I am attempting to numerically solve a BVP for a solid core solenoid field. I am starting with:
$\vec{\nabla{}^2}\vec{A_r}=0$
$\vec{\nabla{}^2}\vec{A_\phi}=\frac{\mu}{\mu_0}\vec{J_\phi}$
$\vec{\nabla{}^2}\vec{A_z}=0$
in cylindrical coordinates where the current $J$ is traveling along a cylindrical surface in the $\phi$ direction. I am assuming that the current has been turned on for a time $t>>t_0$ so we ignore any hysteresis affects of ferromagnetic materials that produce non-linearity. So focusing on just the $\phi$ component, the $\mu$ is a function of space since we assume that the solid core of the solenoid is a cylinder of radius $R$ and length $L$. I can imagine then that $\mu(r,z)$ can be written in one of two ways:
$\mu(r,z) = \mu_sH(L-|z|)H(R-r) + \mu_0H(|z|-L)H(r-R)$
$\mu(r,z) = \left\{ \begin{array}{lr} \mu_s, & \text{if } r < R \text{ or } |z|<L\\ \mu_0, & \text{if } r > R \text{ or } |z|>L \end{array} \right\}$
Regardless of the way this can be written, although I would prefer to use the first method as that would be easier to implement within code, I notice that there is a discontinuity occurring.

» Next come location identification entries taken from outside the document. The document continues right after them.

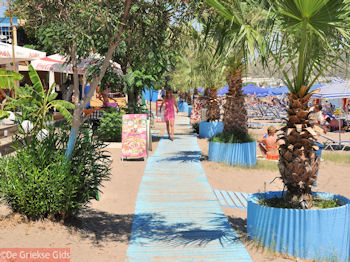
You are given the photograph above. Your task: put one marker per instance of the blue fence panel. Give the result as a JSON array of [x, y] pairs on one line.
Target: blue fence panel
[[234, 154], [315, 234], [210, 129]]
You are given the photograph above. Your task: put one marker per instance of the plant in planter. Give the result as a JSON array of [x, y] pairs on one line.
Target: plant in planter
[[309, 36], [237, 31], [110, 128]]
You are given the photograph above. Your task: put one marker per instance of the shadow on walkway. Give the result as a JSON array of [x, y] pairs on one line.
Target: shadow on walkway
[[149, 228], [183, 156]]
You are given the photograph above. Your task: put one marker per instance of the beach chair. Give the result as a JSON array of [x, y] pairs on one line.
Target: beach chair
[[334, 144]]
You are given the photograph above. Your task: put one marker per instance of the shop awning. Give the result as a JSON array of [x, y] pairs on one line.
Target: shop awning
[[21, 54]]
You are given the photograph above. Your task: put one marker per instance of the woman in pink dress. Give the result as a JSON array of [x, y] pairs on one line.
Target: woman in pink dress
[[169, 113]]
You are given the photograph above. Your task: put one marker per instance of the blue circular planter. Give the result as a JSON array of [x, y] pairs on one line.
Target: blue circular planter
[[315, 234], [210, 129], [234, 154], [189, 111], [180, 106]]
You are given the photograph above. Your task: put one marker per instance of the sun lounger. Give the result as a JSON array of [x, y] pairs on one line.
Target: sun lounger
[[334, 144]]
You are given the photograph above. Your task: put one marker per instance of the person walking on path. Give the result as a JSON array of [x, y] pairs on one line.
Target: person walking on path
[[163, 92], [169, 113]]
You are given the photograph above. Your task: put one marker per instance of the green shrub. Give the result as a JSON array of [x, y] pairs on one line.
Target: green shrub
[[110, 129], [39, 182], [229, 138]]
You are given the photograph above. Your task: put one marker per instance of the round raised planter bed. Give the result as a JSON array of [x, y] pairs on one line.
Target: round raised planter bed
[[184, 107], [189, 111], [315, 234], [235, 154], [210, 129]]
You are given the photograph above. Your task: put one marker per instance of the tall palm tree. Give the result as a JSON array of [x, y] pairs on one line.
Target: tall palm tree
[[237, 32], [309, 37], [212, 73]]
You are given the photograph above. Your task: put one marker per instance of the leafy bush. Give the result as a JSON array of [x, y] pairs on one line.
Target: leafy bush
[[195, 127], [39, 182], [36, 104], [229, 138], [282, 202], [110, 129]]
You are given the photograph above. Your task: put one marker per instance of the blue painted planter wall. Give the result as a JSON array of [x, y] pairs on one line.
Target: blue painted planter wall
[[189, 111], [183, 107], [233, 154], [316, 234], [210, 129]]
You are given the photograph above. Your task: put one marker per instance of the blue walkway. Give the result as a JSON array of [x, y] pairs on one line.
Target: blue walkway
[[177, 217]]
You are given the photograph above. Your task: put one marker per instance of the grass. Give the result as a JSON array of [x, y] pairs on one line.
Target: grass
[[337, 157], [283, 203]]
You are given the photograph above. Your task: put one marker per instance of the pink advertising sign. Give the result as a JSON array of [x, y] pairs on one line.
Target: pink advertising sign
[[134, 136]]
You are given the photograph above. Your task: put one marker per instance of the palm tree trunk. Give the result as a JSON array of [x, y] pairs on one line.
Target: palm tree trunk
[[235, 117], [213, 113], [298, 162]]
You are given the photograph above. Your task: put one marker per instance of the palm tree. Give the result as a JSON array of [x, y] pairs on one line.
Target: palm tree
[[309, 36], [198, 66], [212, 72], [236, 30]]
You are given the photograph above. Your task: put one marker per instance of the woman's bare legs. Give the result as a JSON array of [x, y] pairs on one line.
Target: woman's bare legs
[[172, 128], [167, 128]]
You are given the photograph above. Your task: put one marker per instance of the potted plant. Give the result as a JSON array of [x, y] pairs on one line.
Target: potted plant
[[236, 32], [308, 36]]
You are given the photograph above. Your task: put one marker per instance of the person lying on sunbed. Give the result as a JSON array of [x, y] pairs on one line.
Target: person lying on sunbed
[[333, 124], [268, 144]]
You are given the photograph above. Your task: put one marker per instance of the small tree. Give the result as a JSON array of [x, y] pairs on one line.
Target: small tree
[[237, 31]]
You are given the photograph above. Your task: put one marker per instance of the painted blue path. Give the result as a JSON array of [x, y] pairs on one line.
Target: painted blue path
[[177, 217]]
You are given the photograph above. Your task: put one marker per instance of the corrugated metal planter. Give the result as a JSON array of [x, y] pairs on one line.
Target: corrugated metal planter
[[316, 234], [181, 106], [235, 154], [185, 107], [210, 129]]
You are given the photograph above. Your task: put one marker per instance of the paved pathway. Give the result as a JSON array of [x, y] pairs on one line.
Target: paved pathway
[[177, 217]]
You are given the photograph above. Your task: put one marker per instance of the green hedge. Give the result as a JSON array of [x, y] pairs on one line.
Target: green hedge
[[39, 182]]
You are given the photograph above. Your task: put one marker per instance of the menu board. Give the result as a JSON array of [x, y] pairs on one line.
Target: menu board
[[159, 114], [134, 136]]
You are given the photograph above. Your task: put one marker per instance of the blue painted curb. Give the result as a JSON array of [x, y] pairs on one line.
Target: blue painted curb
[[315, 234], [189, 111], [210, 129], [234, 154]]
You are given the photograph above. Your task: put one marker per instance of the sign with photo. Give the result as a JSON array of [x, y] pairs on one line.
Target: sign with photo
[[134, 136]]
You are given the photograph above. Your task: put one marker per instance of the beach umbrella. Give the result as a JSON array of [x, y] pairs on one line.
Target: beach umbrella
[[335, 89], [254, 90]]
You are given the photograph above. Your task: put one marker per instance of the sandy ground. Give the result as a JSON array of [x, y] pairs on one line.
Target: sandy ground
[[102, 231], [332, 178]]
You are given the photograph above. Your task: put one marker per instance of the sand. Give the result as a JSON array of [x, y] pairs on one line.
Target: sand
[[103, 229]]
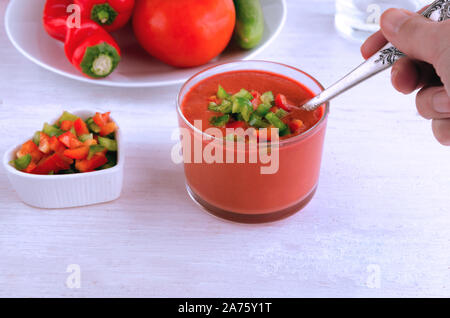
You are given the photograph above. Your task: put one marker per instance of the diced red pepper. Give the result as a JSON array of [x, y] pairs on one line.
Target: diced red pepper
[[281, 102], [80, 127], [236, 124], [90, 142], [56, 145], [318, 113], [107, 129], [101, 119], [30, 148], [77, 153], [69, 140], [95, 162], [44, 143], [53, 163], [66, 125]]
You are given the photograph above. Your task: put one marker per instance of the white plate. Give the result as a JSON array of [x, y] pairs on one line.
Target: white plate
[[23, 22]]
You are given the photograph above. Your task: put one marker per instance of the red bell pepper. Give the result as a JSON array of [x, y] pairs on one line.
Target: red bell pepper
[[56, 145], [53, 163], [92, 50], [69, 140], [95, 162], [55, 18], [80, 127], [30, 148], [44, 143], [77, 153], [104, 122], [66, 125], [110, 14]]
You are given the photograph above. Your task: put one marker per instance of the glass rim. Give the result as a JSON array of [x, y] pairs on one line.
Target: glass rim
[[282, 142]]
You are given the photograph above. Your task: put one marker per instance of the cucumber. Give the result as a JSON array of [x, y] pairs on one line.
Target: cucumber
[[249, 23]]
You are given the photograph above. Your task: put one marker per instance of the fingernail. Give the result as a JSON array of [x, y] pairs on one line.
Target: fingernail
[[393, 19], [441, 102]]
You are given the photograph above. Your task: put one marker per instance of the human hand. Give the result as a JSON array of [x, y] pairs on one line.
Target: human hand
[[426, 67]]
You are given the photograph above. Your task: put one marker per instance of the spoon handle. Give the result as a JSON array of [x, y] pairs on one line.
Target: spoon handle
[[439, 10]]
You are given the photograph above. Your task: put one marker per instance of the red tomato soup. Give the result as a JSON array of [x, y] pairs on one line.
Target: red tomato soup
[[239, 191]]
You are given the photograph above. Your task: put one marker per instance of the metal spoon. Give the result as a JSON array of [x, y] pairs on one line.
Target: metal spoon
[[438, 11]]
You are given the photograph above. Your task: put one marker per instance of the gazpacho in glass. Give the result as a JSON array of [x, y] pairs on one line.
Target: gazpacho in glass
[[250, 153]]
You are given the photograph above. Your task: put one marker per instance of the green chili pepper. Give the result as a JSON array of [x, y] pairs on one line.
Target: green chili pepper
[[267, 98], [22, 162], [220, 121], [109, 144], [222, 93], [94, 149], [263, 109], [51, 130]]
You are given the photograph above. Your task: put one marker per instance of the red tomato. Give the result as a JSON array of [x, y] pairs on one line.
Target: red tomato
[[184, 33]]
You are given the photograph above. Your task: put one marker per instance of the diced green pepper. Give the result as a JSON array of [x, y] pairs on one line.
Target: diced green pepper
[[247, 111], [22, 162], [263, 109], [222, 93], [51, 130], [37, 138], [275, 121], [109, 144], [220, 121], [267, 98], [239, 104], [226, 107], [285, 132], [281, 113], [67, 116], [243, 93], [93, 127], [83, 138], [214, 107], [94, 149], [257, 121]]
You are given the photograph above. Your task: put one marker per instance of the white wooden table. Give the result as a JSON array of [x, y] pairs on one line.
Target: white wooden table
[[379, 224]]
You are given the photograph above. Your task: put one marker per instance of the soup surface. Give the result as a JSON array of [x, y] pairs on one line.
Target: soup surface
[[244, 99]]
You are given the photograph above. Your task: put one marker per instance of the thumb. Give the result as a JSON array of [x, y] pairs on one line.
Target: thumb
[[415, 35]]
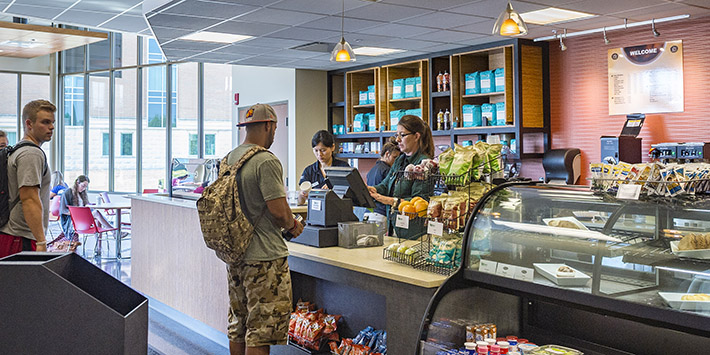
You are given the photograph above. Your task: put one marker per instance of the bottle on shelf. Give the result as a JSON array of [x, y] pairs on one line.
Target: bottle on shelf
[[439, 121], [447, 120], [446, 81]]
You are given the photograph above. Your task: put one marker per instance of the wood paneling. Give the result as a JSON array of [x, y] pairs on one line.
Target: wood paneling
[[171, 263], [579, 93]]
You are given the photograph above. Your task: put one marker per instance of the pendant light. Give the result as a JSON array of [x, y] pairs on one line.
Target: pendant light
[[510, 23], [342, 51]]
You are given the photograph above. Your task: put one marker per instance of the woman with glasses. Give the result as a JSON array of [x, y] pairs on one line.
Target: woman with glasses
[[323, 144], [416, 144]]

We know the magnetic field lines must be continuous across the boundary that describes the metal core and the vacuum around it. I saw on the wiki article for Heaviside that at $H(0)$ it looks like it's value becomes $0.5$. However, this still doesn't suffice continuity. Neither would implementing an extra parameter in the piecewise for $r = R \text{ or } |z|=L $. The only idea I had was using the analytic approximation for the Heaviside since that is continuous while taking $k\rightarrow\infty$. However, it still changes value over a finite domain and so it doesn't represent the reality of the system in which essentially the material's surface and vacuum are creating. How then can I create a $\mu$ function that forces continuity and is properly describing physical reality?
Your magnetic ``constant" $\mu$ is specified wrongly. And your cylinder is length $2L$ if you have been using $|z|<L$ as the condition. I would suggest that you have $\mu = \mu_0 + (\mu_s-\mu_0)H(R-r)H(L-|z|)$ instead, because the specification of the conditions becomes much easier for you.